Родина и чужбина - Иван Твардовский 43 стр.


Получив это письмо, я, конечно, не мог не написать брату о своей судьбе. Я сделал это, как он и советовал, - не спеша, правдиво и по возможности подробно. Однако переписка между нами не установилась.

Примерно через год, когда я вновь приезжал в Смоленск, на обратном пути к себе на Урал я дал Александру Трифоновичу телеграмму. Я не очень был уверен, что он встретит меня, но в момент остановки поезда на Белорусском вокзале я посмотрел из окна вагона. Брат был точно возле указанного в телеграмме вагона.
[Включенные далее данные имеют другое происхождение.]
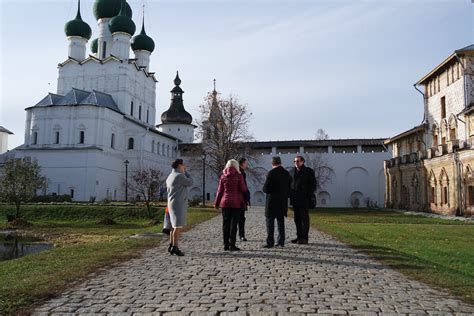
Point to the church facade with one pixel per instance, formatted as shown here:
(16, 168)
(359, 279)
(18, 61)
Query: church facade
(431, 166)
(101, 122)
Эта встреча была первой после пятнадцати лет разлуки.

Со мной была жена Мария Васильевна, с которой он однажды встречался в Нижнем Тагиле во время поездки по Уралу в 1948 году. Но, правда, уже забыл ее имя, осведомился: - Простите, я не помню, как вас звать.

Вокзальная встреча не совсем удобна для свободной беседы, нужно было где-то пристроиться, присесть. Я догадывался, что пригласить к себе он не попытается, да вполне возможно, что и времени нет, а нам так или иначе надо к поезду с Казанского вокзала, и я предложил переехать туда. Александр Трифонович согласился, и я взял такси. Мы быстро оформили билеты, время еще было, и нам ничего не оставалось, как посидеть в ресторане.

Мы сидели за столом, и я видел и чувствовал его сосредоточенный на мне взгляд - сосредоточенный с тем именно вниманием, когда хотят понять внутренний мир близкого человека, с которым много лет не виделись. Я знал, что он человек выпивающий, не удивился, что он наотрез отказался от спиртного, объяснив, что предстоит быть на каком-то приеме: нельзя. Я не мог что-либо заподозрить в этом: каких только встреч не могло быть у него. Меня же он угощал чем-то высокоградусным, отказываться я не имел причин: приема мне не предстояло. К тому же мне казалось, что брат хотел слышать более откровенный мой рассказ.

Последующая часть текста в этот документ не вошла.